Slide 41 - Energy Efficiency Economic Benefits Reducing energy use is a good way to save money. It is possible to save money on energy without experiencing too much hardship because experts estimate that up to 25% of energy used in schools is wasted. It is wasted through inefficiencies, like not turning off lights, old heating and cooling systems, and printing excessively. We can fix this by being more efficient!
Slide 42 - Energy Efficiency What MPS is Doing? MPS is taking steps to be energy efficient: Upgraded more than 141 boilers, so they use less energy to heat water Preventive maintenance program to improve heating and cooling efficiency Retrofit systems using more energy efficient technology while aggressively pursuing rebates to offset the costs of the upgrades
Slide 43 - Energy Efficiency More Steps the district is taking... Working to improve monitoring systems to find ways to reduce energy consumption even more. Improving bus efficiency by retrofitting 40% of MPS-owned diesel buses with special recirculation valves to significantly reduce emissions
Slide 44 - Energy Efficiency How to be Energy efficient Here are some simple ways you can reduce energy use. Lighting accounts for 50% of energy costs. Turn off lights when they are not in use. Open the blinds during the day to use natural light. Close the blinds at night to keep the room warm.

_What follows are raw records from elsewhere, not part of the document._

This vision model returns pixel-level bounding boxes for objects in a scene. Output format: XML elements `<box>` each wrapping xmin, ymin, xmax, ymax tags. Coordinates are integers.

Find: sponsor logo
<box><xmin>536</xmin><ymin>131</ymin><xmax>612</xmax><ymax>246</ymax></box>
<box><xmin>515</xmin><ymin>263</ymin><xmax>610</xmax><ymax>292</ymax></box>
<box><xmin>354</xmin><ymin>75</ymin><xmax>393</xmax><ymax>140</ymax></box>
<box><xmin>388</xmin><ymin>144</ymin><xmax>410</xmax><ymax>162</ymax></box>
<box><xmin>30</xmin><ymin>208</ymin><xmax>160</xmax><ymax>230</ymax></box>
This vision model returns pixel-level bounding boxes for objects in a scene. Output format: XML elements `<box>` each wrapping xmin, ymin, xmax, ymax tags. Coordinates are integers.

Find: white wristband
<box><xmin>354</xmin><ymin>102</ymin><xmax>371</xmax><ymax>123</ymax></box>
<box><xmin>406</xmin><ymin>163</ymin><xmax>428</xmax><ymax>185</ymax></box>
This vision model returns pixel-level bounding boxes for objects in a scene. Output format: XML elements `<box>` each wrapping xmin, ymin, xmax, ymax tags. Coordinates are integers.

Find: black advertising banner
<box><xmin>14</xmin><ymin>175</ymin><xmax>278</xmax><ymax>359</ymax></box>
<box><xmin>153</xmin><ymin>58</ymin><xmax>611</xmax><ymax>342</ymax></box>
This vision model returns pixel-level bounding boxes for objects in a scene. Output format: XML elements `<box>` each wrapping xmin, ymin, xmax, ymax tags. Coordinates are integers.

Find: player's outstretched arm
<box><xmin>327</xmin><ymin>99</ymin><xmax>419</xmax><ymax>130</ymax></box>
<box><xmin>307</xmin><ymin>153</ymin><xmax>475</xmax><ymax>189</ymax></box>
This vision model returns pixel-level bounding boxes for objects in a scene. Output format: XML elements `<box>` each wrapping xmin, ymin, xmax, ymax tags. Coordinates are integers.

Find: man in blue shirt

Slide 45 - Energy Efficiency How to be Energy efficient Powering the monitor accounts for 50% of the energy a computer uses. Turn your computer monitor to “off” or “sleep” when it is not in use. Do NOT shut down any Mac Computers or Windows computers in labs. IT services performs updates on these computers after hours, and has already programmed them to automatically go to “sleep” mode. Turn off printers, copiers and other office equipment at the end of every day. Turn off and unplug electronics and personal appliances.
Slide 46 - Energy Efficiency How to be Energy Efficient Use MPS Green Reports to find out every building’s carbon footprint. With this information, you can find out where energy savings can be made.
Slide 47 - Energy Efficiency How to be Energy Efficient Have fun with Green Reports! You could: Have a contest to find out whose more efficient middle-schoolers or the elementary students?
Slide 48 - Energy Efficiency How to Be Energy Efficient Water conservation is a part of energy savings and efficiency. Save water by: Not letting water run When washing your hands turn the water on to wet them and then turn it off while soaping. Reporting leaks to maintenance staff immediately Maximizing natural cover in outdoor landscaping
Slide 49 - Energy Efficiency How to Be Energy Efficient Energy efficiency improves our environment and saves money. Little steps and big steps both count.
Slide 50 - Energy Efficiency How to Be Energy Efficient It’s up to you!